Already, ideas that seemed impossible prior to Sept. 11 have entered the mainstream. Even proposing fingerprints on drivers' licenses or making Social Security cards tamper-proof brought howls from politicians on both the left and right.

Now, some civil libertarians, including Harvard Law School professor Alan Dershowitz, endorse national ID cards, while the Bush administration rejects the idea. Even without developing its own mechanisms for tracking citizens, the federal government can keep tabs on people by turning to the ocean of data gathered by private companies.

Internet sites, cable companies, and video stores know what we read and watch. Electronic highway payments indicate where we travel, while credit and ATM cards show how we spend our money. And since the attacks, private companies seem more willing to share that data with the government.

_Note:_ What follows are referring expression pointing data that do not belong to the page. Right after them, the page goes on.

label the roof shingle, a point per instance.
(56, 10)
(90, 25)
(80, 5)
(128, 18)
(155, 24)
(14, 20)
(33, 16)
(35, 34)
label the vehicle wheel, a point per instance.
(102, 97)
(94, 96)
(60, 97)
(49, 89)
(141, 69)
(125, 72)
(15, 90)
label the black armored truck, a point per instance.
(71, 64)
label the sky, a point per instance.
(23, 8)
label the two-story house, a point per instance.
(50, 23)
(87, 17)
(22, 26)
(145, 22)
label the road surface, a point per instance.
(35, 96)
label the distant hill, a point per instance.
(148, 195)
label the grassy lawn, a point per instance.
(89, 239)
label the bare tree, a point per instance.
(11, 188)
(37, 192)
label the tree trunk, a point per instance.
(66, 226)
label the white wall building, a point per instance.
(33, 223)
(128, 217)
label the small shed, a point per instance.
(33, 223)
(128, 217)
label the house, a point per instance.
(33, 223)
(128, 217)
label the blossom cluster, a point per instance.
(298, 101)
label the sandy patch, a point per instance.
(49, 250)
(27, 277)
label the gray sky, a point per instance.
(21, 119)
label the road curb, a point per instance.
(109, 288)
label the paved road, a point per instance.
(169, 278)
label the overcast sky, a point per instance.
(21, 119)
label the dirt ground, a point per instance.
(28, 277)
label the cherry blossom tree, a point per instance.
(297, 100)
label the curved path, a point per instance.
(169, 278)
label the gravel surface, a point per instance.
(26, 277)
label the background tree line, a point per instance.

An association of the nation's largest financial firms announced a plan last month to let federal investigators run daily computer checks against customers' accounts. Opening that data may not trouble most law-abiding citizens. But wait until you're a party in court: Records of New York's EZPass electronic highway payment system may be subpoenaed in divorce cases to prove that spouses' nights were not spent at home.

The Orwellian state, Mr. Smith says, may be a public-private partnership. Or, with a willing public, the US may come to resemble Britain, which responded to Irish Republican Army bombings and street crimes by widely deploying closed-circuit television cameras and facial-recognition software.

Crime in the London borough of Newham went down 30 percent after police started scanning people on the street against a database of muggers, burglars, and car thieves.

"Residents of Newham welcome it with open arms," says Robert Lack, Newham's operations manager. "We have far more requests to put in the cameras and never have requests to take them out."